In Paraguay, cannabis cultivation occurs mainly in the departments of Alto Paraná, Amambay, Caaguazú, Caazapá, Canindeyú, Concepción, Itapúa and San Pedro. To make pressed bricks, marijuana is harvested, allowed to dry, and compressed in a hydraulic press.

===Adulterated brick weed===
Sometimes brick weed is adulterated with other binding substances including industrial glues such as Neoprene, tar, ammonia, bitumen, petroleum-derived hydrocarbons, dog food or even human or animal excrement. to make it cheaper, thus being of poorer quality. Its use is strongly discouraged due to the contamination and toxicity of adulterants.

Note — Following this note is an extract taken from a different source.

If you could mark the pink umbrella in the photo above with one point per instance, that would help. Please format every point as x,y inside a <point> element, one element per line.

===Low quality cannabis===
People involved in the production of pressed marijuana often have little or no knowledge about cannabis cultivation, so, during the process, large amounts of trichomes (the most psychoactive part) are wasted, while leaves, stems and seeds are included, which should be avoided. Little care is taken when the branches are left in the sun to dry them; As they are stacked on top of each other, moisture is retained and certain parts begin to rot, parts that will be negligently incorporated into the final product. In some cases, marihuana prensada contains no marijuana, but grass.

Despite its poor quality, its use is widely spread among the lower classes throughout South America.

== Use ==
Although cannabis can be found in foods, beverages, cosmetics, etc., marihuana prensada is exclusively smoked in the form of a cigarette (joint).

== Health risks ==
Marihuana prensada is the most harmful derivative of marijuana, being more toxic than natural marijuana. It is difficult to determine the effects on the human body because its ingredients vary greatly depending on who makes it. In addition, at customs crossings at international borders, it is remixed with other products to mask the smell of cannabis.

The combustion of petroleum and mineral tar increases the risk of cancer in the respiratory tract. Neoprene, a glue considered a drug, contributes to further addiction to the product, especially if it contains toluene. In addition to serious neurodegenerative damage, it can also damage vital organs such as the liver, heart or brain, affecting cognitive function.